The recent FDA approval of a new fast acting opioid product has been met with concern and controversy, especially in light of the current opioid crisis and the availability of other alternatives. In October of last year, the FDA voted to approve sublingual sufentanil tablets, to be sold under the name Dsuvia. Sufentanil is also currently used for anesthesia and is chemically related to fentanyl, but is more potent. This drug offers the benefit of being a fast-acting medication, with an onset of about 15 minutes, and is given under the tongue, so is not invasive like an injectable pain medication. The medication is only approved for use in a healthcare setting that is certified under the Risk Evaluation and Mitigation Strategies (REMS) program for this drug. This program requires healthcare facilities that dispense the drug to be specially trained and certified in order to minimize the risk of overdose and abuse.

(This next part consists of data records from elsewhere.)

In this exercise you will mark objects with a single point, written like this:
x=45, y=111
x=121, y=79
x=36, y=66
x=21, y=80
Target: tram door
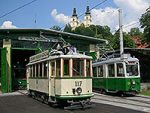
x=4, y=71
x=19, y=60
x=111, y=80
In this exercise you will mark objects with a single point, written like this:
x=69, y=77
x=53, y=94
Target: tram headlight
x=79, y=90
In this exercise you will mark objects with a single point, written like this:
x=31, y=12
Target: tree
x=135, y=32
x=145, y=23
x=67, y=28
x=57, y=28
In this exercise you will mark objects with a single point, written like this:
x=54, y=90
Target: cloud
x=60, y=18
x=7, y=24
x=107, y=16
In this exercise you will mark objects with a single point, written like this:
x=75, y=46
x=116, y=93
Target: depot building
x=17, y=45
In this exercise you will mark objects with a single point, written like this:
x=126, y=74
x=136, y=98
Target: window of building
x=111, y=70
x=58, y=67
x=100, y=71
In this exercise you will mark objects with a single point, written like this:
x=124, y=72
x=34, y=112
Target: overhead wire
x=17, y=8
x=90, y=9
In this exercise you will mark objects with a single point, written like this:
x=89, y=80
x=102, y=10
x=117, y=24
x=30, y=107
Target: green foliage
x=135, y=32
x=102, y=32
x=67, y=28
x=145, y=23
x=128, y=42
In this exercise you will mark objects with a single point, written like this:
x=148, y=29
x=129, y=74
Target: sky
x=47, y=13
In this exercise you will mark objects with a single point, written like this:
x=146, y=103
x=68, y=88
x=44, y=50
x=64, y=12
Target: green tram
x=119, y=75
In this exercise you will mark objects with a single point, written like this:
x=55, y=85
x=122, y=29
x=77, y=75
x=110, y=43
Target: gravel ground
x=25, y=104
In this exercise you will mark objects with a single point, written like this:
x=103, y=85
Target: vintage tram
x=117, y=74
x=61, y=76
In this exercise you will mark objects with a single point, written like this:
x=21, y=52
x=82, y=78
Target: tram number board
x=78, y=83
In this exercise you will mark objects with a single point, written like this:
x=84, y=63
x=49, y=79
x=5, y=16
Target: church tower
x=87, y=17
x=74, y=20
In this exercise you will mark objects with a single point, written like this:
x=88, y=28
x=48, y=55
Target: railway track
x=139, y=103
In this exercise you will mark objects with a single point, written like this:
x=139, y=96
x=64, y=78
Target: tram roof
x=51, y=32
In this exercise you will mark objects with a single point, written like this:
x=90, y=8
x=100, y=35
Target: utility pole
x=121, y=34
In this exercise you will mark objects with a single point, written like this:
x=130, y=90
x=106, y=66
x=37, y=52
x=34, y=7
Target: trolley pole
x=121, y=34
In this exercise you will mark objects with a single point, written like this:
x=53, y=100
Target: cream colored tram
x=60, y=78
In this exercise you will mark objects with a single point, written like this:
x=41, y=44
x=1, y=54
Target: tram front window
x=132, y=70
x=78, y=67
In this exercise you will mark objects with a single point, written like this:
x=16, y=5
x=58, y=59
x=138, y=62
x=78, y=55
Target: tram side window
x=88, y=68
x=94, y=72
x=58, y=67
x=36, y=70
x=66, y=67
x=53, y=68
x=120, y=70
x=45, y=69
x=100, y=71
x=78, y=67
x=111, y=70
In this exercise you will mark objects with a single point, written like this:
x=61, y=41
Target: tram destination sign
x=39, y=56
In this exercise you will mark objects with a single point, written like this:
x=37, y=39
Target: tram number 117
x=78, y=83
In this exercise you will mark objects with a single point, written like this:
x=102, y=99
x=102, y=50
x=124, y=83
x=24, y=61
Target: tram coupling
x=79, y=105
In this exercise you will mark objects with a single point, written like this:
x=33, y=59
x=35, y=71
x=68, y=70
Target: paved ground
x=24, y=104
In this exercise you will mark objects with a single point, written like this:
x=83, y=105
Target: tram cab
x=121, y=75
x=57, y=77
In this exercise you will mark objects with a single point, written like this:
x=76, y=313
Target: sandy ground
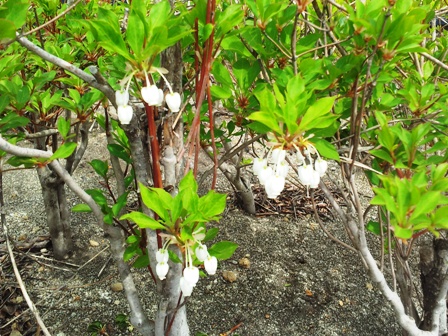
x=288, y=277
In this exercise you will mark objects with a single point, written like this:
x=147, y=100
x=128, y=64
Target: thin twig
x=53, y=19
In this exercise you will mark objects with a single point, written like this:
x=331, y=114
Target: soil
x=286, y=277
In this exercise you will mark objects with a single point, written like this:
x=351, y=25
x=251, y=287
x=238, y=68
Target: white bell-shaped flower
x=305, y=173
x=265, y=174
x=185, y=286
x=191, y=274
x=122, y=97
x=162, y=269
x=173, y=101
x=282, y=168
x=125, y=114
x=274, y=186
x=278, y=155
x=258, y=165
x=160, y=98
x=201, y=252
x=321, y=166
x=162, y=255
x=211, y=264
x=314, y=179
x=151, y=95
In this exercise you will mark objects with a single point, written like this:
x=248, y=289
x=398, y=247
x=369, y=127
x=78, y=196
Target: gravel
x=286, y=277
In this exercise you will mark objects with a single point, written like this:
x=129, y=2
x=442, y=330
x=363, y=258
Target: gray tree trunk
x=58, y=215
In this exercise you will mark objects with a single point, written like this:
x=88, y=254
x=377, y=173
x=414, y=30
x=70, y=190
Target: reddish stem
x=155, y=154
x=212, y=136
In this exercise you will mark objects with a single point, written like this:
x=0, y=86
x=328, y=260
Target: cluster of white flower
x=151, y=94
x=191, y=273
x=272, y=177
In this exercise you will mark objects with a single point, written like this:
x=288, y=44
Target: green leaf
x=64, y=151
x=120, y=152
x=212, y=204
x=63, y=127
x=173, y=257
x=136, y=31
x=81, y=208
x=143, y=221
x=100, y=167
x=158, y=200
x=268, y=119
x=374, y=227
x=223, y=250
x=211, y=234
x=7, y=31
x=313, y=116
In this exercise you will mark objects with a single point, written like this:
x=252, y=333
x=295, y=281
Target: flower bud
x=151, y=95
x=186, y=287
x=125, y=114
x=211, y=265
x=173, y=101
x=162, y=269
x=201, y=252
x=122, y=97
x=162, y=255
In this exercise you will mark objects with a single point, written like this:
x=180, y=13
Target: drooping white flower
x=211, y=264
x=305, y=171
x=185, y=286
x=150, y=95
x=162, y=255
x=125, y=114
x=191, y=274
x=173, y=100
x=275, y=186
x=314, y=179
x=278, y=155
x=259, y=163
x=282, y=168
x=201, y=252
x=265, y=174
x=162, y=269
x=321, y=166
x=122, y=97
x=160, y=99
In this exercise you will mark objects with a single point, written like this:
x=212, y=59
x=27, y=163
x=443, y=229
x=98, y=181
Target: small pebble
x=116, y=287
x=94, y=243
x=229, y=276
x=244, y=262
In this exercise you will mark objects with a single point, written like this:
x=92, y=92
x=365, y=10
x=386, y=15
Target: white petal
x=278, y=155
x=201, y=252
x=314, y=179
x=275, y=186
x=321, y=166
x=185, y=286
x=191, y=274
x=125, y=114
x=211, y=265
x=121, y=97
x=305, y=173
x=265, y=174
x=283, y=168
x=259, y=163
x=162, y=255
x=150, y=95
x=162, y=270
x=173, y=101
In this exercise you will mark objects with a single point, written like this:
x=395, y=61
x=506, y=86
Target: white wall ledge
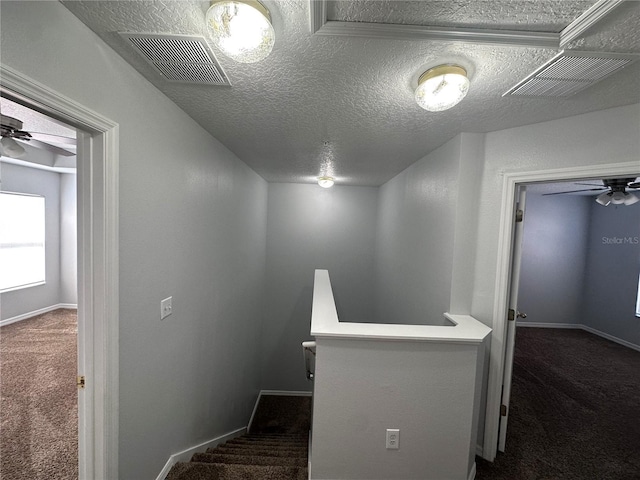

Even with the required safety and monitoring restrictions, there is concern that diversion and abuse may occur, as with any opioid product. Concerns about the safety of the drug were described in a letter from Dr. Raeford Brown, chair of the FDA’s Anesthetic and Analgesic Drug Products Advisory Committee, who describes resuscitating people who die after being given one dose of IV sufentanil. This includes not only patients who were given the drug, but healthcare workers who abused it. Dr. Brown also raised concerns about the voting process, and suggested the FDA rigged the vote by not including the full Drug Safety and Risk Management Advisory (DSaRM) committee when the vote was taken.
While the drug may provide some advantages over currently available options, the approval comes during a time when people expect increased scrutiny of opioids, and the need for new products may not outweigh the risks of putting more opioids on the market.